Evolving language (and other forms of social learning) poses at least a bit of a chicken-and-egg problem—you need speakers putting rich conceptual information into the sounds going out, and listeners trying to match the sounds coming in to rich conceptual information. Likewise, you need certain mental capabilities to create a technological society, but if you’re not already in that technological society, there isn’t necessarily an evolutionary pressure to have those capabilities. I suspect (not having thought about it very much) that these kinds of chicken-and-egg problems are why it took evolution so long to create human-like intelligence.

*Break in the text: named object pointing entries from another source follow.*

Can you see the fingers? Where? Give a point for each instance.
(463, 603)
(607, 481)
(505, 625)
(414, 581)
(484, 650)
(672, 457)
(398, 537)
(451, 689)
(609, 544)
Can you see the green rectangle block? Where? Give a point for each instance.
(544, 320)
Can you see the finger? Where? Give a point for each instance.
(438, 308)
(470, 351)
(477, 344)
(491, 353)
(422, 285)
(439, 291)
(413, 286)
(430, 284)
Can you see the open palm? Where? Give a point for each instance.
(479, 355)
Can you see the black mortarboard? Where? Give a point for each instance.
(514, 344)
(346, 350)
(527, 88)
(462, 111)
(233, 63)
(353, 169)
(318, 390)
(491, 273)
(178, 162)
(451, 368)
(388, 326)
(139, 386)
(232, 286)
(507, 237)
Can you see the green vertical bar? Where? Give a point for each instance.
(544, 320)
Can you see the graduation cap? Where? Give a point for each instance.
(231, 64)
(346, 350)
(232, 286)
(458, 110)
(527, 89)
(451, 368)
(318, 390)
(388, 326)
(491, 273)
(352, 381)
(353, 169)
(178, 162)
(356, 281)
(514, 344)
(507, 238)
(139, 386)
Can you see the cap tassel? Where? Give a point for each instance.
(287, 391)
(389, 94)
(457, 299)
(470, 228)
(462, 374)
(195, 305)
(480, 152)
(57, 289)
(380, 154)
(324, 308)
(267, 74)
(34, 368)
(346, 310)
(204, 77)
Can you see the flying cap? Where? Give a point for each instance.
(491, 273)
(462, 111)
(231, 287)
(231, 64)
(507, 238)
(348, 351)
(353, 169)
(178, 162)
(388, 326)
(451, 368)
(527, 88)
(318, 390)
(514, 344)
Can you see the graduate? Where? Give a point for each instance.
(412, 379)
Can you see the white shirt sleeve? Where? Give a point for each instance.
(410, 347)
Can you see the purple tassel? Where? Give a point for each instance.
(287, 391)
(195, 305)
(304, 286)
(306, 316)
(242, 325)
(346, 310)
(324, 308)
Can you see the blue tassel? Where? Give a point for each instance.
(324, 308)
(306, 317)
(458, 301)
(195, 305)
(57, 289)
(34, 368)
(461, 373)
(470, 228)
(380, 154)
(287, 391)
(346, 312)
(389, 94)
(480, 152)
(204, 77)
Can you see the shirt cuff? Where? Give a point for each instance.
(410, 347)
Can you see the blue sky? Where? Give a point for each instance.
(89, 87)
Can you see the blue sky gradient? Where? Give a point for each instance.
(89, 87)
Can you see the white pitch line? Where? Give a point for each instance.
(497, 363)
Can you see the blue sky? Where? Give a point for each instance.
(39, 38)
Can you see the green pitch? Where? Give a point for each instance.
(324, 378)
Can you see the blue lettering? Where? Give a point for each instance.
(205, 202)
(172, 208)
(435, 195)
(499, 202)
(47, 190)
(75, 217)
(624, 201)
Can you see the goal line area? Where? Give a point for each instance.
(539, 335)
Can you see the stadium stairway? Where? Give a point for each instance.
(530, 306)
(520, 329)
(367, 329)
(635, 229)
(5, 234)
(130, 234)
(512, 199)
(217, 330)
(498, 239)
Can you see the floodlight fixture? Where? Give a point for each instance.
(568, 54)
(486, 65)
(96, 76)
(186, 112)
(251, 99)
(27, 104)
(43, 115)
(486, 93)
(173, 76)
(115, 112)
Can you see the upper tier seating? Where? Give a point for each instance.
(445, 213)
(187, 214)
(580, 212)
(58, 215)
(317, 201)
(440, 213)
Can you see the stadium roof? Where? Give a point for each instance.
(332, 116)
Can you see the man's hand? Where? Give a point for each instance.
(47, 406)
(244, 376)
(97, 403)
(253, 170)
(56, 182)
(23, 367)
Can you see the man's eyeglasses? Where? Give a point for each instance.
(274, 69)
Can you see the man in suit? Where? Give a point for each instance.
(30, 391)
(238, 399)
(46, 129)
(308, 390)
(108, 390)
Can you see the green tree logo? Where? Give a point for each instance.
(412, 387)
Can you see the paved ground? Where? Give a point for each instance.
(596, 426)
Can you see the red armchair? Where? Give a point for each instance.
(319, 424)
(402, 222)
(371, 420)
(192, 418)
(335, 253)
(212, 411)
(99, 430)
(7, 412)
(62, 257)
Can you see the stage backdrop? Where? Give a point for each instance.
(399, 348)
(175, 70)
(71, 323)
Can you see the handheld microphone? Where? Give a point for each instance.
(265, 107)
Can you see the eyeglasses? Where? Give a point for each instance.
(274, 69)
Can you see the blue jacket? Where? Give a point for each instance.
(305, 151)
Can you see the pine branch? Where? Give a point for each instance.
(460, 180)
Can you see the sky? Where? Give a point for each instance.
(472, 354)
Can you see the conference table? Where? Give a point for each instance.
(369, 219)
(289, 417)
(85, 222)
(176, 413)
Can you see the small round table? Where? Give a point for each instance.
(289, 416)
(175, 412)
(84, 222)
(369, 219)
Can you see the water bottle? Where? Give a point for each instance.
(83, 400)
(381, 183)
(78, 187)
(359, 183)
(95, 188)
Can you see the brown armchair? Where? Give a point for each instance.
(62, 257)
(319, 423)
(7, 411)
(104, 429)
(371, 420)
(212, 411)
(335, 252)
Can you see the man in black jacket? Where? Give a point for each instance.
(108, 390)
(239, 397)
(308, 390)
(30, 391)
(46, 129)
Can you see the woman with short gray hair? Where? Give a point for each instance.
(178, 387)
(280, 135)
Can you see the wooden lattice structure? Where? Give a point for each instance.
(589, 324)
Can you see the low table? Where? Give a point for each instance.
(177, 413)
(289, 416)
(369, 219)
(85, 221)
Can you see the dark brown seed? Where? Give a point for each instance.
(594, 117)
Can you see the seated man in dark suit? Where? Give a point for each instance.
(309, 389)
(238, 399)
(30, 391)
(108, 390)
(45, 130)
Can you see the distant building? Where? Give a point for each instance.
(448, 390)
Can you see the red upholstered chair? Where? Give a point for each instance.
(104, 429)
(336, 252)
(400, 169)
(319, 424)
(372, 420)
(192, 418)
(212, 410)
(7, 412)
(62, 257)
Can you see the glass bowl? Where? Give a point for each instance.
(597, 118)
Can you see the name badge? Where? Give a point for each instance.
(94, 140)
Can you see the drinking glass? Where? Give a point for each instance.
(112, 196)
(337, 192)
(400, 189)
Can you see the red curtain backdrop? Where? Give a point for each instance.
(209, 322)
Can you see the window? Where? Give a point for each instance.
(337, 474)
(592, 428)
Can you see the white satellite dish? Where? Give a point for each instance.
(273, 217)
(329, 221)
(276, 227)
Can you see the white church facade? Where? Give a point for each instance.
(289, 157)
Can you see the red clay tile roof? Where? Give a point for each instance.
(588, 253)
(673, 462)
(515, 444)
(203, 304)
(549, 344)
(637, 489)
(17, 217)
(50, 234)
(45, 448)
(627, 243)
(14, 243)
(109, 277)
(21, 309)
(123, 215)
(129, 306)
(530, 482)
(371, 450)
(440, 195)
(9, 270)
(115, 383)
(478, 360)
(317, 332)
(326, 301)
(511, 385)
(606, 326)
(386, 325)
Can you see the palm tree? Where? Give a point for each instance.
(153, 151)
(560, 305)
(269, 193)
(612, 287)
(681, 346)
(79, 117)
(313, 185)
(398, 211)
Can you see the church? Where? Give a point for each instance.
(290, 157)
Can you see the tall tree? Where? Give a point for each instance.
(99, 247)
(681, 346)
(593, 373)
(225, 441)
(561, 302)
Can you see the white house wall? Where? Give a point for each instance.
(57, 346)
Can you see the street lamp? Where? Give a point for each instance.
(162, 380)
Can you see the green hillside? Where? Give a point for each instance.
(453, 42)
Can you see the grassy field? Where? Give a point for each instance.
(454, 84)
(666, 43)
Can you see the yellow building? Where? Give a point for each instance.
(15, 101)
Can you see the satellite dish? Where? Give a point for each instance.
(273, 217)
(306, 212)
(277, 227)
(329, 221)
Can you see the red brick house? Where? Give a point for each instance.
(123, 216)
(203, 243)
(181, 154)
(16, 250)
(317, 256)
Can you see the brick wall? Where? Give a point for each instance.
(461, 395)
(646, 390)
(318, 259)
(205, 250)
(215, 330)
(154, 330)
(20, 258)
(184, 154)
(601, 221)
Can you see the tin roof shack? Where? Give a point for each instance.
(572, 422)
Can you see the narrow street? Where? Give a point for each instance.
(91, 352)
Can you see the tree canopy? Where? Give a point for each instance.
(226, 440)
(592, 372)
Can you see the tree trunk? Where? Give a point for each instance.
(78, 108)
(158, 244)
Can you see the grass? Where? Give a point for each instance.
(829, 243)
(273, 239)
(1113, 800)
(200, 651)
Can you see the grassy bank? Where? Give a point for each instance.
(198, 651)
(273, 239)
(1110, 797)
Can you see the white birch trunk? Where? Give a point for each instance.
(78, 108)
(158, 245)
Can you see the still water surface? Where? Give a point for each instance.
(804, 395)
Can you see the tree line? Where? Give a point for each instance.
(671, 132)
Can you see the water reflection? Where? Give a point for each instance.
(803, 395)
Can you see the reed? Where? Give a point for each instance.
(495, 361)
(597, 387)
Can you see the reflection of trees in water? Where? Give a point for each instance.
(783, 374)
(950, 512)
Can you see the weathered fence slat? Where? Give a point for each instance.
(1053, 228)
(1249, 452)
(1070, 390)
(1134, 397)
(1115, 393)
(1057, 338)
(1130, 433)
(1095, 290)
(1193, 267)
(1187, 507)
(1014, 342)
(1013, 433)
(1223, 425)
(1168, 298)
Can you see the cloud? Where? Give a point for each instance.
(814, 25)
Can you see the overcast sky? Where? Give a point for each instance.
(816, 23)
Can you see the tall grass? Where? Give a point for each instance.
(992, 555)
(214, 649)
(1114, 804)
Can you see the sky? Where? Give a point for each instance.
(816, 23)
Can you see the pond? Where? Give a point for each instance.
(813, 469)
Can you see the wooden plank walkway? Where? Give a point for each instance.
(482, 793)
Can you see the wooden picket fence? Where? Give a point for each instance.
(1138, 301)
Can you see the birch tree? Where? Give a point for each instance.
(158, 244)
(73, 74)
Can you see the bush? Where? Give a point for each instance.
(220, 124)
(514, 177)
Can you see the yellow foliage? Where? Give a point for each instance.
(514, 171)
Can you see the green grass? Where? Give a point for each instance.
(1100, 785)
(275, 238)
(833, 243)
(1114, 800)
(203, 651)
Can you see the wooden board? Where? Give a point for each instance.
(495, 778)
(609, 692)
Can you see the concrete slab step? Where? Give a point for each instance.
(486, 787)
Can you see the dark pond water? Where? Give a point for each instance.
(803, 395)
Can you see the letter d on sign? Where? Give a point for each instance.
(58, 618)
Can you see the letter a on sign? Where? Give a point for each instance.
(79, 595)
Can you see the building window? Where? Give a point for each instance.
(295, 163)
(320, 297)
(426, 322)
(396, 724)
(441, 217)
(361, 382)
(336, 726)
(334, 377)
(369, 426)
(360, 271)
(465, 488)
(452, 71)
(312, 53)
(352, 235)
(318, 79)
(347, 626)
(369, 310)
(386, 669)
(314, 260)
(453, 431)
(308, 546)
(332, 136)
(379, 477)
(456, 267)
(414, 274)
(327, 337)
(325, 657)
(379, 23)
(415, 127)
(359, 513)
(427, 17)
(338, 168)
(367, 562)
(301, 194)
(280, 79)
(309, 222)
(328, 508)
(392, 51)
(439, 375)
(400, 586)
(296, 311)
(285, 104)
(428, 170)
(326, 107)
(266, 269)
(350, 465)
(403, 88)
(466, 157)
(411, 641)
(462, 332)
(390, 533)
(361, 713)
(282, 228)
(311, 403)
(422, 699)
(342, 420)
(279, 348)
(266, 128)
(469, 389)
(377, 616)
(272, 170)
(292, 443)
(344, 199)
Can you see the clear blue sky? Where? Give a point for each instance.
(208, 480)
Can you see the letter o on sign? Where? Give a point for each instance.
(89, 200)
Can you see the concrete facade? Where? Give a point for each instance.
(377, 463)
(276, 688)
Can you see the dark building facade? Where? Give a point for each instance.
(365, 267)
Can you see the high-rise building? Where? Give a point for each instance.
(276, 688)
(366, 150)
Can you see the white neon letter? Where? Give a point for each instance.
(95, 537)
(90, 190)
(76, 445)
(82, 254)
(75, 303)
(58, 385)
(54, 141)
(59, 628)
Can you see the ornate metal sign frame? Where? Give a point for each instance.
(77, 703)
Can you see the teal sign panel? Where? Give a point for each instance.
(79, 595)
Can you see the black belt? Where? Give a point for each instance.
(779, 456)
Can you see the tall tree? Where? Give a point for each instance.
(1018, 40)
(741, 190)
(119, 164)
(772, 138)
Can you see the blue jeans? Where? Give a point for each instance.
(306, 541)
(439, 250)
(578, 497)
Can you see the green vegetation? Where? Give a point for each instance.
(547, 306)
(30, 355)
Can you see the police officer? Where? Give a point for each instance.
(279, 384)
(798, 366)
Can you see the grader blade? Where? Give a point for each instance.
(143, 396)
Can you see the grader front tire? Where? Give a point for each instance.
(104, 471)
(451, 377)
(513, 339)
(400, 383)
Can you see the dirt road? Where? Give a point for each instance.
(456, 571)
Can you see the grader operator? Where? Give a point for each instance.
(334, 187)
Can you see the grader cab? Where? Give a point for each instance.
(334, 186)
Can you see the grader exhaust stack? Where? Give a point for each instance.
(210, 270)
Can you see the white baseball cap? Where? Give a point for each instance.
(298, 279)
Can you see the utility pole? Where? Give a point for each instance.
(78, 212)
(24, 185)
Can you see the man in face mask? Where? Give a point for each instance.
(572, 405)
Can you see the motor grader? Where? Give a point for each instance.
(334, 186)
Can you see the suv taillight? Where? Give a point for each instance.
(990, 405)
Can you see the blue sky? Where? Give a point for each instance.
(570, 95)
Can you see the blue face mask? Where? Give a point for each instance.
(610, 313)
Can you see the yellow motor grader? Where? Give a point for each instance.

AGI wouldn’t have those chicken-and-egg problems. I think GPT-3 shows that just putting an AI in an environment with human language, and flagging the language as an important target for self-supervised learning, is already enough to coax the system to develop a wide array of human-like concepts. Now, GPT-3 is not an AGI, but I think it’s held back by having the wrong architecture, not the wrong environment. (OK, well, giving it video input couldn’t hurt.)
I’m also a bit confused about your reference to “Rich Sutton’s bitter lesson”. Do you agree that Transformers learn more / better in the same environment than MLPs? That LSTMs learn more / better in the same environment than simpler RNNs? If so, why not suppose that a future yet-to-be-discovered architecture, in the same training environment, will wind up more AGI-ish? (For what little it’s worth, I have my own theory along these lines, that we’re going to wind up with systems closer to today’s probabilistic programming and PGMs than to today’s DNNs.)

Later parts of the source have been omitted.